The schedule for the next Java Development Kit is uncertain in view of missing features in the latest milestone release.
The original plan was that Oracle would release a feature-complete version JDK 8 at the end of January. However, 16 of the proposed enhancements have been left out of this milestone release, which has just been made available for broad testing.
Some of the missing Java Enhancement Proposals (JEPs) haven’t yet been completed, and others need more work to integrate the changes. Mark Reinhold of Oracle, the engineer in charge of Java development, said in a message about the update:
“Looking at the updated milestones page, it's clear that we did not achieve our goal of being Feature Complete in M6. Over the last couple of months we slipped a total of sixteen JEPs from M6 into M7, in some cases in order to smooth the logistics of integrating large projects and in others simply because more time was needed to finish the work.”

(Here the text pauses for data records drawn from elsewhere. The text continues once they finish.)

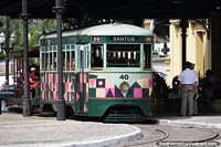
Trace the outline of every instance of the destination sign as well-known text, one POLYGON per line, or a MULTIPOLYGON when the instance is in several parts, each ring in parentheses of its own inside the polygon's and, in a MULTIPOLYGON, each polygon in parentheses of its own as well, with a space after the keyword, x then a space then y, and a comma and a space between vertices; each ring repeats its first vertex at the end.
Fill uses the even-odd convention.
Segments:
POLYGON ((113 42, 135 42, 136 40, 137 40, 136 36, 127 36, 127 35, 112 36, 113 42))
POLYGON ((102 36, 92 36, 92 42, 101 42, 102 36))

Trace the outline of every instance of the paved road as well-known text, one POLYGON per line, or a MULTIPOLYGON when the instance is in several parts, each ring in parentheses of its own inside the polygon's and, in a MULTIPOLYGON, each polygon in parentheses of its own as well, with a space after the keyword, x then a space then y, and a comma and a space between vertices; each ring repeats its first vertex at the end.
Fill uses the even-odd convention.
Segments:
MULTIPOLYGON (((214 133, 221 134, 221 129, 218 128, 194 128, 194 127, 147 125, 147 124, 146 125, 139 124, 133 126, 136 126, 141 129, 141 133, 144 135, 143 138, 136 141, 128 141, 119 145, 114 145, 112 147, 159 147, 159 145, 156 144, 157 141, 199 143, 214 137, 215 136, 214 133), (167 133, 167 135, 161 134, 159 130, 167 133), (162 138, 164 140, 160 141, 159 139, 162 138)), ((221 139, 215 139, 215 141, 220 144, 221 139)), ((161 147, 164 147, 164 145, 161 145, 161 147)), ((217 147, 221 147, 221 145, 217 147)))
MULTIPOLYGON (((57 122, 54 117, 23 117, 21 114, 3 113, 0 115, 0 147, 159 147, 156 144, 159 139, 202 141, 214 137, 214 133, 221 134, 220 116, 167 117, 160 122, 129 125, 69 119, 57 122), (202 123, 208 119, 213 124, 202 123), (201 124, 196 120, 201 120, 201 124)), ((215 141, 221 143, 221 139, 215 141)))

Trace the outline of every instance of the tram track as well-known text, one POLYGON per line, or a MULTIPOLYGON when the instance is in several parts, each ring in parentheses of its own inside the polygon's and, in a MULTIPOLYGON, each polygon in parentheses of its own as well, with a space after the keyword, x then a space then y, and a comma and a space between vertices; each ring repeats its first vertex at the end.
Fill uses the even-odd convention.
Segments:
MULTIPOLYGON (((186 127, 187 128, 187 127, 186 127)), ((136 141, 130 141, 130 143, 125 143, 125 144, 119 144, 117 146, 113 146, 113 147, 148 147, 148 146, 160 146, 160 143, 190 143, 190 144, 196 144, 196 143, 209 143, 209 141, 215 141, 218 139, 221 138, 220 133, 215 132, 214 129, 208 129, 208 128, 197 128, 197 127, 188 127, 187 129, 194 129, 193 133, 199 134, 199 133, 203 133, 207 134, 207 137, 203 137, 201 139, 191 139, 191 140, 187 140, 187 139, 180 139, 179 136, 177 136, 178 139, 176 139, 175 137, 172 137, 172 132, 168 132, 165 129, 160 129, 157 128, 155 129, 155 134, 157 133, 159 136, 154 138, 154 139, 148 139, 148 136, 146 133, 144 134, 144 138, 141 138, 140 140, 136 140, 136 141)), ((154 132, 150 132, 151 134, 154 134, 154 132)))

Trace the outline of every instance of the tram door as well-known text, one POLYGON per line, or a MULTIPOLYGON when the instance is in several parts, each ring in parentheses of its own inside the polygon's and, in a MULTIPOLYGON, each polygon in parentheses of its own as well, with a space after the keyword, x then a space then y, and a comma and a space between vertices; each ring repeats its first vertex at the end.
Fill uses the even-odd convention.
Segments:
POLYGON ((88 45, 78 44, 76 54, 75 113, 84 114, 87 113, 88 45))

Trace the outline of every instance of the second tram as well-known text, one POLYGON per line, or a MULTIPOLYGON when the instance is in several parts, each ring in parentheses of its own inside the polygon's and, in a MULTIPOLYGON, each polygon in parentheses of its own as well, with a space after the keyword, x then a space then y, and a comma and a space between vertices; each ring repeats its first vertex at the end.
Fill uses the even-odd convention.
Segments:
MULTIPOLYGON (((43 111, 56 112, 56 33, 40 38, 43 111)), ((152 114, 151 31, 99 24, 62 32, 63 88, 67 115, 138 120, 152 114)))

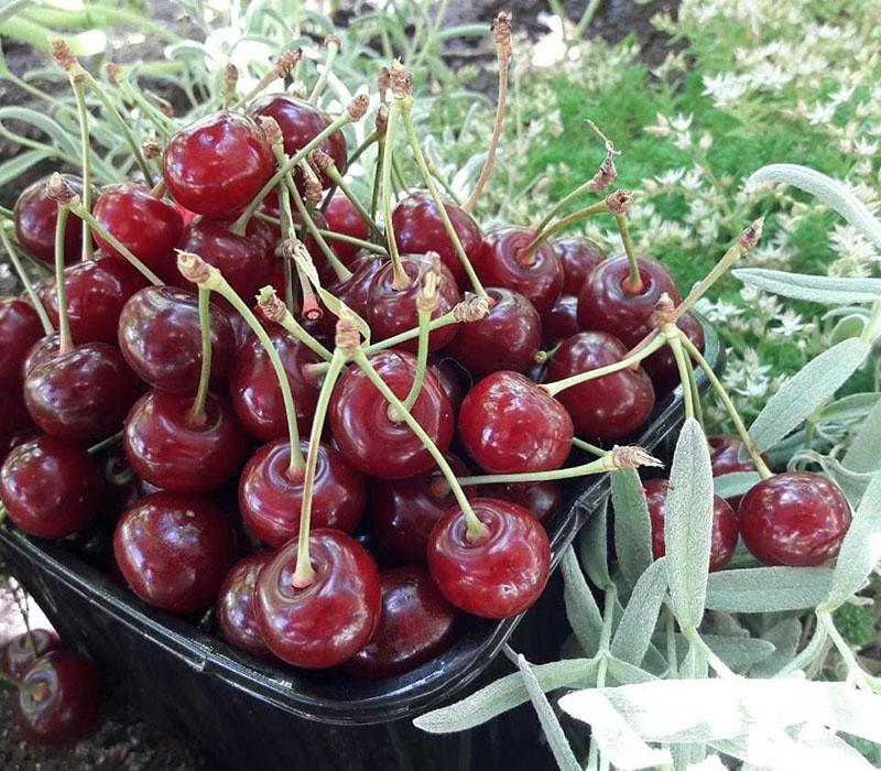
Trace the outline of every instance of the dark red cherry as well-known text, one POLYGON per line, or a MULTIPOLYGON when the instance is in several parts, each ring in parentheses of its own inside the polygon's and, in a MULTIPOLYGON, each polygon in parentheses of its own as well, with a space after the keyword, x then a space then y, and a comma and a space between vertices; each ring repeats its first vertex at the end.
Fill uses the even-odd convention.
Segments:
POLYGON ((519 372, 478 382, 461 403, 458 428, 468 454, 490 474, 551 471, 572 448, 566 408, 519 372))
POLYGON ((838 554, 850 506, 826 477, 788 471, 763 479, 738 509, 743 543, 765 565, 812 567, 838 554))
POLYGON ((217 628, 230 645, 267 661, 275 661, 275 655, 257 626, 254 586, 258 574, 272 556, 265 550, 239 560, 220 585, 215 610, 217 628))
MULTIPOLYGON (((459 237, 463 251, 474 262, 483 242, 480 228, 474 217, 461 207, 444 202, 444 208, 453 229, 459 237)), ((416 191, 402 198, 392 213, 392 225, 394 240, 401 253, 437 252, 453 273, 458 286, 464 289, 468 285, 468 276, 456 253, 456 247, 453 246, 453 240, 444 228, 439 209, 427 191, 416 191)))
POLYGON ((238 112, 214 112, 184 127, 163 156, 165 185, 174 199, 208 217, 246 208, 274 171, 263 131, 238 112))
POLYGON ((74 651, 50 651, 23 677, 17 713, 24 738, 36 745, 67 745, 88 736, 98 720, 100 678, 95 665, 74 651))
POLYGON ((248 436, 222 397, 208 392, 205 419, 189 414, 193 397, 149 391, 126 419, 126 458, 142 479, 163 490, 205 492, 244 460, 248 436))
POLYGON ((294 666, 324 669, 351 659, 373 634, 380 613, 379 571, 370 553, 338 530, 309 533, 315 578, 293 584, 296 541, 260 571, 257 622, 270 650, 294 666))
MULTIPOLYGON (((303 455, 308 443, 300 444, 303 455)), ((300 533, 303 475, 292 478, 290 442, 278 439, 260 447, 239 481, 239 511, 244 526, 270 546, 281 546, 300 533)), ((312 501, 312 526, 351 533, 365 511, 365 484, 330 445, 318 445, 318 465, 312 501)))
MULTIPOLYGON (((551 382, 620 361, 627 349, 613 335, 581 332, 557 348, 547 363, 551 382)), ((623 369, 573 386, 557 394, 578 436, 619 439, 632 434, 652 414, 654 389, 640 368, 623 369)))
MULTIPOLYGON (((320 387, 320 381, 308 373, 307 367, 322 359, 281 327, 272 325, 267 332, 287 373, 297 425, 306 434, 312 425, 320 387)), ((287 419, 279 378, 255 335, 236 355, 229 376, 229 393, 236 414, 249 433, 263 442, 287 436, 287 419)))
POLYGON ((370 642, 345 664, 356 680, 410 672, 450 647, 456 609, 444 599, 424 567, 394 567, 380 574, 382 608, 370 642))
POLYGON ((24 360, 43 337, 34 306, 24 300, 0 300, 0 392, 21 390, 24 360))
POLYGON ((468 541, 465 514, 454 507, 428 540, 428 569, 457 608, 482 618, 508 618, 529 608, 551 573, 551 546, 539 520, 509 501, 475 498, 489 534, 468 541))
POLYGON ((642 290, 630 292, 630 263, 626 254, 600 262, 578 295, 578 323, 583 329, 608 332, 632 348, 655 327, 654 311, 666 293, 682 301, 673 276, 657 260, 640 257, 642 290))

Reinhold says that the most important JEPs that have slipped back to M7 are those related to Project Lambda, which he describes as the sole driving feature of the release.
Project Lambda aims to support programming in a multicore environment by adding lambda expressions (aka closures) and related features to the Java language. Lambda expressions in Java introduce the idea of functions into the language and make it easier to distribute processing of collections over multiple threads.
In his FAQs about Project Lambda, Maurice Naftalin explains them like this:
“In conventional Java terms lambdas can be understood as a kind of anonymous method with a more compact syntax that also allows the omission of modifiers, return type, and in some cases parameter types as well.”
According to Reinhold, the VM work for Lambda has already been integrated, but at least another six weeks are needed to refine the stream API and finish the related core-libraries enhancements.
While the remainder of the uncompleted JEPs are less important and could in theory be dropped from the release, Reinhold says that if Project Lambda needs more time then there's no point in dropping them.
In terms of what this means for the eventual full release date, Reinhold says that it’s important that the entire Java community takes part in broad testing of a version that is feature complete, so he thinks M7’s schedule should be extended with this in mind. He says:
“It will take some time to determine how much of an extension is needed. I expect to post an updated schedule in the next month or so.”
No details were given on what this means for the final release of JDK 8, currently planned for 9 September, but it seems likely that the date will also be moved.